Immune Checkpoint Inhibitors
Checkpoint inhibitors are a class of drugs that unmask the immune system to fight against cancer cells. This class of drugs has shown significant activity and survival advantage in recent phase 2 and 3 trials. The class includes the anticytotoxic T-lymphocyte antigen 4 (CTLA-4) antibody ipilimumab and monoclonal antibodies targeting the programmed death 1 protein (PD-1) or its ligand (PD-L1).
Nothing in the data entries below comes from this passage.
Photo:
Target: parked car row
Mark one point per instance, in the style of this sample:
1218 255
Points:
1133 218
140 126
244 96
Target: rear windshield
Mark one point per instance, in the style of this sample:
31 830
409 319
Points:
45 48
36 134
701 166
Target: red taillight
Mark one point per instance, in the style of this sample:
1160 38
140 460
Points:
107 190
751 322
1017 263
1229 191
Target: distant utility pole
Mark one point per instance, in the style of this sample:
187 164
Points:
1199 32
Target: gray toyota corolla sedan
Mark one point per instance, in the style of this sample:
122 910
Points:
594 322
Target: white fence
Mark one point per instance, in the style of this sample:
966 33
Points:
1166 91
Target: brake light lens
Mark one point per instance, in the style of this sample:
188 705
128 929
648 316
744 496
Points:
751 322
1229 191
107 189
Anti-CTLA-4 Antibodies: Ipilimumab
Cytotoxic T-lymphocyte antigen 4 is the antigen responsible for inhibition of cytotoxic T-cell-mediated immunity against foreign antigens presented by the antigen presenting cells (APCs). The APCs cause activation of the T cells when peptide fragments of intracellular proteins are presented in combination with mixed histocompatibility complex molecules. This step requires interaction of a costimulatory molecule (B7) on the APCs with a cluster of differentiation 28 protein (CD28) receptor located on T cells. CTLA-4 competes with CD28 to bind with the B7 molecule, thereby inhibiting the activation of the cytotoxic T cells (Figure 1). This pathway is thought to help with development of tolerance to host tissue antigens. Ipilimumab is a human monoclonal antibody that inhibits this CTLA-4 molecule and facilitates T-cell mediated antitumor activity. 12 By blocking the CTLA-4 molecule, ipilimumab also mediates its autoimmune AEs on the host tissues.